The Third Degree
No, listen. You got it all wrong.
I have never said I loved her. Nor have I affirmed the contrary. Feelings are very fickle things, you are old enough to know.
Yes, there is a definite affection. I do care for her, and enjoy her company. I would have been perfectly happy to spend my life with her, yes. I would have enjoyed being with her through the sun and through the storm.
You get to see her when she smiles, and I do not. You get to see her when she laughs, and I do not. You get to see her when she screams, when she cries, when she sits and stays silent, and I do not. Although you too care for her, you cannot possible comprehend me.
I know it wasn't meant to last. I know, and had accepted that fact before it even started. If we live our lives as falling stars, I just wish the trailing path would have been longer.
I tried to make it easy. For her, for me. There is no point in prolonging the agony. The tears that were not shed must not be. The pain that was repressed will stay hidden. The words of love that were not pronounced will be silent. ... And inside, I will weep, throb and sigh. But she must not know. Pain, unlike love, should never be shared.

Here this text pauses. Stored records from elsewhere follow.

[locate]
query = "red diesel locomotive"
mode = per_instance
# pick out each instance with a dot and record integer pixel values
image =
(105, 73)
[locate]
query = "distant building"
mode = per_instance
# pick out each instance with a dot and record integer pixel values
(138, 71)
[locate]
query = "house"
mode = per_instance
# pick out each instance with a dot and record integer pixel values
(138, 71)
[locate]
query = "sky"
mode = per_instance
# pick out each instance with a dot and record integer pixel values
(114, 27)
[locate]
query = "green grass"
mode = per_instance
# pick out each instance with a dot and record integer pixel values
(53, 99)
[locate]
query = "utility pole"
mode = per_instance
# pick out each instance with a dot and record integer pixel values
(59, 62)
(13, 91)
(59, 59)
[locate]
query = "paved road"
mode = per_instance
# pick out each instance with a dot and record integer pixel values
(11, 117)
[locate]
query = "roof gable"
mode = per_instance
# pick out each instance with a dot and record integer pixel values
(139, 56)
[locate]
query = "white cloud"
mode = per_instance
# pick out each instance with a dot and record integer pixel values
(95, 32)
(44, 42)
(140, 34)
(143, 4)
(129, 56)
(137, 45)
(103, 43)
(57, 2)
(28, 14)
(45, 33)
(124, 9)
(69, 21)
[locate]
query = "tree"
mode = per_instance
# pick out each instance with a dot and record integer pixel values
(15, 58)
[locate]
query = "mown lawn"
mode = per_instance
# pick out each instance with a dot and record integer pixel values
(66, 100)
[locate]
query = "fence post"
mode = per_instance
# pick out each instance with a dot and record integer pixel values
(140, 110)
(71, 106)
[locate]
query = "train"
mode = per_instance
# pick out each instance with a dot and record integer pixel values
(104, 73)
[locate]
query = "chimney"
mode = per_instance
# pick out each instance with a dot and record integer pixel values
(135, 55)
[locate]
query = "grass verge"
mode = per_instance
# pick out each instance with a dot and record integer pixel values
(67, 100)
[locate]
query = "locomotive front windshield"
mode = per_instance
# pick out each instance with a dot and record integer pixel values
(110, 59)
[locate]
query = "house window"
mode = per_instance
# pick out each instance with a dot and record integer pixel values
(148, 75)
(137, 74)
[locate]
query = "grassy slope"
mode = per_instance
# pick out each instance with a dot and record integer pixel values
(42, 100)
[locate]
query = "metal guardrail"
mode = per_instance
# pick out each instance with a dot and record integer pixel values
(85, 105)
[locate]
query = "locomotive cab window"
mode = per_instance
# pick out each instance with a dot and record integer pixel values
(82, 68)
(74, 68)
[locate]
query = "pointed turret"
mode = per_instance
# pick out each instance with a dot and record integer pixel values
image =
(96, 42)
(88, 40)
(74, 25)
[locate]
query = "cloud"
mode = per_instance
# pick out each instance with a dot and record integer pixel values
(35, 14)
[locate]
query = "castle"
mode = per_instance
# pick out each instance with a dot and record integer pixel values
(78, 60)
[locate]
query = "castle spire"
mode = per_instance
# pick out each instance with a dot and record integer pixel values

And please, please go tell him. He doesn't seem to see anymore what treasure he has in front of him. I can understand he was hurt. But as badly as he was, it cannot be compared to her sufferance. Tell him to look at her eyes, those beautiful eyes that shine for him. Tell him to look at her trembling lips, waiting. Ask him if those, if she's not worth living for. If he says no, he is not a man. If he dares refuse her, if he dares abandon her, he is not a man. She looks up to him, in love and admiration. How can you hold such a flower and decide to crush her?...
Don't ask me to meet him. I would call him an arrogant, spoiled brat. Unless he makes it better.
And don't tell her anything. Don't share the pain. I'll talk to her before the end, before death does us part.
Excerpt from Conversations of the Third Degree.